Она пыталась встретиться со мной взглядом и в результате, как и ее дядя, отвела глаза в сторону. Она не сказала ничего. Никто ничего не сказал.
— Пойду обратно в отель, — сказал я, а они стояли вокруг меня, не сводя с меня глаз, будто я держал их мертвой хваткой. — Ты идешь? — спросил я наконец Киссиндру.
— Я… Дядя Дженас пригласил меня на эту ночь в свою семью. — Она посмотрела на него, потом на меня. — Почему ты не хочешь пойти с нами?
— Действительно, почему?
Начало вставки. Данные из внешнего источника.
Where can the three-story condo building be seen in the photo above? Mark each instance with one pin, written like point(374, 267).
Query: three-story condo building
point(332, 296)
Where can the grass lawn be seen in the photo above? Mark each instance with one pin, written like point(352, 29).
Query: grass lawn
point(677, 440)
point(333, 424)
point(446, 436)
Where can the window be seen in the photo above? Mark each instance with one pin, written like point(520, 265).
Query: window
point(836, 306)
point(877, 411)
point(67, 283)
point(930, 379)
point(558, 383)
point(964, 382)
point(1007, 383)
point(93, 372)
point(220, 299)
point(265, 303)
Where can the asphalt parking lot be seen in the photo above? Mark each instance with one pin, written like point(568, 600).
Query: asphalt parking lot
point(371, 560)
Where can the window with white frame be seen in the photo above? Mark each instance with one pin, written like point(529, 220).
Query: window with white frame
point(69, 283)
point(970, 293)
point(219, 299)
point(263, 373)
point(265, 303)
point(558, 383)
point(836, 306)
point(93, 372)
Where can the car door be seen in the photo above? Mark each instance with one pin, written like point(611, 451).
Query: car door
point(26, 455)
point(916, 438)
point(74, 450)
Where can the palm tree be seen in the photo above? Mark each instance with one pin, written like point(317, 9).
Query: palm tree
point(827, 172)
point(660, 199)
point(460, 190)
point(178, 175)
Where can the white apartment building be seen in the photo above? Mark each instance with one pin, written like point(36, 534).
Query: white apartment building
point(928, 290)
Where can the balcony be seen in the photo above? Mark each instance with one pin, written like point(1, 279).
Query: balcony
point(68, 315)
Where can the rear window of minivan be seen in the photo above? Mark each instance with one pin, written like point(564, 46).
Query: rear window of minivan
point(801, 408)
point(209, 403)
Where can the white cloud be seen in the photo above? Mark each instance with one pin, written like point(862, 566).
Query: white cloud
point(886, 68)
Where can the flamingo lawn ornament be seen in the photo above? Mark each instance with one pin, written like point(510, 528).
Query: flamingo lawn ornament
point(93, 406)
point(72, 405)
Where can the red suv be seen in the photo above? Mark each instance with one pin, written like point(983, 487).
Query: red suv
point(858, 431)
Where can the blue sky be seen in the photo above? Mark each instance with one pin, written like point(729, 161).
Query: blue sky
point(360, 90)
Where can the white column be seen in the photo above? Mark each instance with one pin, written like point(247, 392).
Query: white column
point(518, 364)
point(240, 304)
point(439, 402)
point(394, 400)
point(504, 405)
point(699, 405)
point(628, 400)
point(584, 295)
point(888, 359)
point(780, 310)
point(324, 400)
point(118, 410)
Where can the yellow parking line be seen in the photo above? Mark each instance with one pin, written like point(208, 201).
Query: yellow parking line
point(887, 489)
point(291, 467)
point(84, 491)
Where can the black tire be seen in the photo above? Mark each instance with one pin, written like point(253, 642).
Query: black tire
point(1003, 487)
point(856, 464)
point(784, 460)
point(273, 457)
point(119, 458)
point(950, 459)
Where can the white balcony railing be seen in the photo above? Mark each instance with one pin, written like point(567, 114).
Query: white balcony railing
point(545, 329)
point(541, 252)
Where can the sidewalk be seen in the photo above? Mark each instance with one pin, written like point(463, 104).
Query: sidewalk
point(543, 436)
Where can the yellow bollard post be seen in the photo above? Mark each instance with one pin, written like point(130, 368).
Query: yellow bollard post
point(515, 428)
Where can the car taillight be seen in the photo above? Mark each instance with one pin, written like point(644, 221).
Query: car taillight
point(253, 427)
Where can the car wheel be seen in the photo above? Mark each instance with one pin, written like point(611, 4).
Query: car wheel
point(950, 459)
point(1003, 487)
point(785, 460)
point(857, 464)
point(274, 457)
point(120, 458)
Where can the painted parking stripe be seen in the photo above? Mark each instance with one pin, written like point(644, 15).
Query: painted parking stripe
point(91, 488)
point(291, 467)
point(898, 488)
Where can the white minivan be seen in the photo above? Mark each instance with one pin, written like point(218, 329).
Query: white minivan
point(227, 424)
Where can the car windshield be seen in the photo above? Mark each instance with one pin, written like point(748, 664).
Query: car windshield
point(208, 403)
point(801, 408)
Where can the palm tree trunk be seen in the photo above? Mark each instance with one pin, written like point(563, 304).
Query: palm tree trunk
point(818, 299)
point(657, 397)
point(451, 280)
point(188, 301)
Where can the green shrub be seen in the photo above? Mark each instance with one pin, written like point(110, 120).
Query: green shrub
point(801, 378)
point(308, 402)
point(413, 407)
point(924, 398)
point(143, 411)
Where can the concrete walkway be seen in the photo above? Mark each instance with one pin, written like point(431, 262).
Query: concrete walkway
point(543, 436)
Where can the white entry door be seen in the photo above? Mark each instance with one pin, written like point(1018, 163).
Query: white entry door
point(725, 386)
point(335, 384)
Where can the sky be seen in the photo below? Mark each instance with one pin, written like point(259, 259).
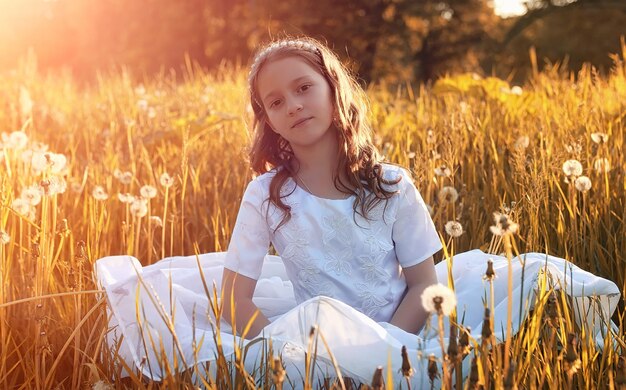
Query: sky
point(505, 8)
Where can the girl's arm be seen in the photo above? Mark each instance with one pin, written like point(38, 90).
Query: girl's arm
point(410, 315)
point(237, 290)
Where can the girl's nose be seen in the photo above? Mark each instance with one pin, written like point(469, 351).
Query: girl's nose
point(294, 106)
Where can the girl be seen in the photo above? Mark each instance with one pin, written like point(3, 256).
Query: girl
point(341, 220)
point(355, 242)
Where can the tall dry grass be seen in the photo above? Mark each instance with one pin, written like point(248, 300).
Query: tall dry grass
point(499, 148)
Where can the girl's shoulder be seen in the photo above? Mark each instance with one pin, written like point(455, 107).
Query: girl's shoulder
point(396, 173)
point(261, 183)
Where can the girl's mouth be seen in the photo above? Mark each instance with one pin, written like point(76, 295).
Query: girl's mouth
point(300, 122)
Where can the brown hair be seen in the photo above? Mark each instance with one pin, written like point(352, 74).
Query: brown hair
point(359, 160)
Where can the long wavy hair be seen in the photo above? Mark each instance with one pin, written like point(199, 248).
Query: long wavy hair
point(359, 160)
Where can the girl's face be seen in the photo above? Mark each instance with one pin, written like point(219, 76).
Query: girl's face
point(297, 100)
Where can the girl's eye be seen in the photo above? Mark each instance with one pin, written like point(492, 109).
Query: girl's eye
point(305, 87)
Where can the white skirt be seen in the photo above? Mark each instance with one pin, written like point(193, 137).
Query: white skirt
point(164, 314)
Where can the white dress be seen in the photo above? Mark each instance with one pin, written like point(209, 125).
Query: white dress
point(337, 271)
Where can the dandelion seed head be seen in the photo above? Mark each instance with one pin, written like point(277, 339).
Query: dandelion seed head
point(504, 225)
point(76, 187)
point(448, 194)
point(439, 299)
point(126, 177)
point(148, 192)
point(32, 194)
point(166, 180)
point(602, 165)
point(56, 162)
point(574, 148)
point(16, 140)
point(443, 171)
point(454, 229)
point(583, 183)
point(572, 168)
point(21, 207)
point(99, 193)
point(139, 208)
point(599, 137)
point(125, 198)
point(490, 274)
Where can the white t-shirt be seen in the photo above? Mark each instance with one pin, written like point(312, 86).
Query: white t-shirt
point(328, 250)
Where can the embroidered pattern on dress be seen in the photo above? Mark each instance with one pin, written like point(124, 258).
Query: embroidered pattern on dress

Это было бы очень хорошо, — сказал Перримид. С той поры, как мы вышли со станции, он в первый раз посмотрел мне прямо в глаза, наверное подумав наконец о том, чтобы сохранить лицо.
— Не думаю, — покачал я головой. Я не склонен был провести остаток ночи, обсуждая отношения между расами. Интересно, каков штраф за то, что твой гость попадает в беду… за то, что ты не сможешь обращаться с ним, как с человеком? — В любом случае, спасибо, — пробормотал я, понимая, что то, что вылетело из моего распухшего рта, сказало более того, что хотел я сказать.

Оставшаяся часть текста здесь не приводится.